Selwen eut un petit rire nerveux, s'attirant un haussement de sourcil de la part de l'Impérial. Il lui lança en retour un regard amusé, puis ironisa:
-Attendez, vous n'allez pas le dire que j'ai été attaqué par des spectres ?
-Au vu des faits.....
Un lourd silence retomba sur la pièce. Selwen observait les traits de l’Impérial, cherchant vainement à déceler l’ironie, mais le masque grave de la Lame ne bougea pas d’un pouce. L’Elfe n’avait plus tellement envie de rire, parce que son interlocuteur avait frappé juste. L’attaque surprise qu’il avait subi non loin d’ici lui avait toujours laissé une impression de surnaturel, mais il persistait à mettre ça sur le compte de la fatigue, et de la montée d’adrénaline qui lui avait permis de s’en sortir.
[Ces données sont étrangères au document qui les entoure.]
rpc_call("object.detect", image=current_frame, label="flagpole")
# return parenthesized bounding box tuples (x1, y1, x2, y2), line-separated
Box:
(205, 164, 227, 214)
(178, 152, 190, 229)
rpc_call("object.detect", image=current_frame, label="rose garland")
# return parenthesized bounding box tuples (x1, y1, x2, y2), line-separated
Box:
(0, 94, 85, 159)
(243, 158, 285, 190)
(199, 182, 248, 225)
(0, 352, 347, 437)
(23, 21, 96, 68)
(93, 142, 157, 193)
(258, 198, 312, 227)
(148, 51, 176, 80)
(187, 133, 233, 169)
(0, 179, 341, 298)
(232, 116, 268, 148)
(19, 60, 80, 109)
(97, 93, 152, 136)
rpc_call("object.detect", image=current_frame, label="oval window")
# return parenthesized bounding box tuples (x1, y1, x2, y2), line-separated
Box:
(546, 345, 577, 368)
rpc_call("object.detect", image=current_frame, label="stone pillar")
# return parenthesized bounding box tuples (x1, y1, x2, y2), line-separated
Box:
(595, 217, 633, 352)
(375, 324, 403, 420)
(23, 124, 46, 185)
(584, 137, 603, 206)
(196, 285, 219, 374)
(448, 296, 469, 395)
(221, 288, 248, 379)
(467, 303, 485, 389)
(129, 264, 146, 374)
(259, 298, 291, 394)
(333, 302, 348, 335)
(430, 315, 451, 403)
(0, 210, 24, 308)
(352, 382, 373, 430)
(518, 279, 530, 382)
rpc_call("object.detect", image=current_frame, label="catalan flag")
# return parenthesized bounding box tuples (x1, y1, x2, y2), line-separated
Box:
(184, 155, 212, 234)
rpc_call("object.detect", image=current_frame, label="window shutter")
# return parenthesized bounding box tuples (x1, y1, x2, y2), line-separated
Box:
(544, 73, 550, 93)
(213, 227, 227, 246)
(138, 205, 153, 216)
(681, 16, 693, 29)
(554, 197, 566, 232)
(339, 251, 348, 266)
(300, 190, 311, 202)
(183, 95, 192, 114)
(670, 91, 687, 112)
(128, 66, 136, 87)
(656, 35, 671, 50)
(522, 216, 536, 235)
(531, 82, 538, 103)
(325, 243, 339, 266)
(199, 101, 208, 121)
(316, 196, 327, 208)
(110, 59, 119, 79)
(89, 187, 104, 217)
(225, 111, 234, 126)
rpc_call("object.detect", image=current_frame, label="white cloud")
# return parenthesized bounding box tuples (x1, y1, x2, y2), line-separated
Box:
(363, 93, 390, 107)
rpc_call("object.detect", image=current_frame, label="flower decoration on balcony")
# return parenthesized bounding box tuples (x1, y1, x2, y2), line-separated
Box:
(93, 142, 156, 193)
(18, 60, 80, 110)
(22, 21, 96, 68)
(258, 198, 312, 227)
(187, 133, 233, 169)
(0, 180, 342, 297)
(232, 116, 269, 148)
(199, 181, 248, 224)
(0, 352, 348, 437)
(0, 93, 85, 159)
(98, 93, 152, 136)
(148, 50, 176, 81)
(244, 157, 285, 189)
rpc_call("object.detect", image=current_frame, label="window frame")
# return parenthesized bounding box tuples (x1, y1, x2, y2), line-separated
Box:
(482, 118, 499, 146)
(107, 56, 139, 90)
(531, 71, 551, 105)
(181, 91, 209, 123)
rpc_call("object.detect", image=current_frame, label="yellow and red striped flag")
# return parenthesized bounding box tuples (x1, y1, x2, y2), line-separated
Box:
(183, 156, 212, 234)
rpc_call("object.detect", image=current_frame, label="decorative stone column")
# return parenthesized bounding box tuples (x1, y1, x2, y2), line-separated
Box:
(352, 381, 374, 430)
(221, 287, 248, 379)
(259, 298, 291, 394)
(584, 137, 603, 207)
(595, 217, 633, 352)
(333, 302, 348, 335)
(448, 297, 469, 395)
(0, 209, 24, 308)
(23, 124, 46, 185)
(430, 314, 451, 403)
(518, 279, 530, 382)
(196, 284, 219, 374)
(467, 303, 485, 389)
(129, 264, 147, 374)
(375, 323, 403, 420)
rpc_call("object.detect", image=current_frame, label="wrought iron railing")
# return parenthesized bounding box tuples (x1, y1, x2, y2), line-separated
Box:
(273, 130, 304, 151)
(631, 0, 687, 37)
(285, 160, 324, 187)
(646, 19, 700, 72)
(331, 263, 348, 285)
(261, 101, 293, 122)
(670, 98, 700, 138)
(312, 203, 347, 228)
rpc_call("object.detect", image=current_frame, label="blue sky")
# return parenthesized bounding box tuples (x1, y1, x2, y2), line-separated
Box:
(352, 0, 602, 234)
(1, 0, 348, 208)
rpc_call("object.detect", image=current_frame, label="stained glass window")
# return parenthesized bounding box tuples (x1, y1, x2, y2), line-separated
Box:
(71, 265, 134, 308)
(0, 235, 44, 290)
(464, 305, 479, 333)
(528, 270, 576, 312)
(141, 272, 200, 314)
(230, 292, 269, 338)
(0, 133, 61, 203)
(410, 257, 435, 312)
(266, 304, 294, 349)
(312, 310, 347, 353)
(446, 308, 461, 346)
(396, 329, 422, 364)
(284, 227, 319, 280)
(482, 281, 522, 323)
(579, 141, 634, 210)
-Mouais, finit-il par lâcher pour clore de sujet. En parlant de spectres, j’aurais aimé en avoir pour rentrer dans cette foutue ville.
-Parce qu’essayer de rentrer par la force est une erreur, insista encore l’Impérial. Pourquoi s’évertuer à chercher une solution qui n’existe pas, Valerian ?
-Parce qu’il y en a bien une, le coupa une voix.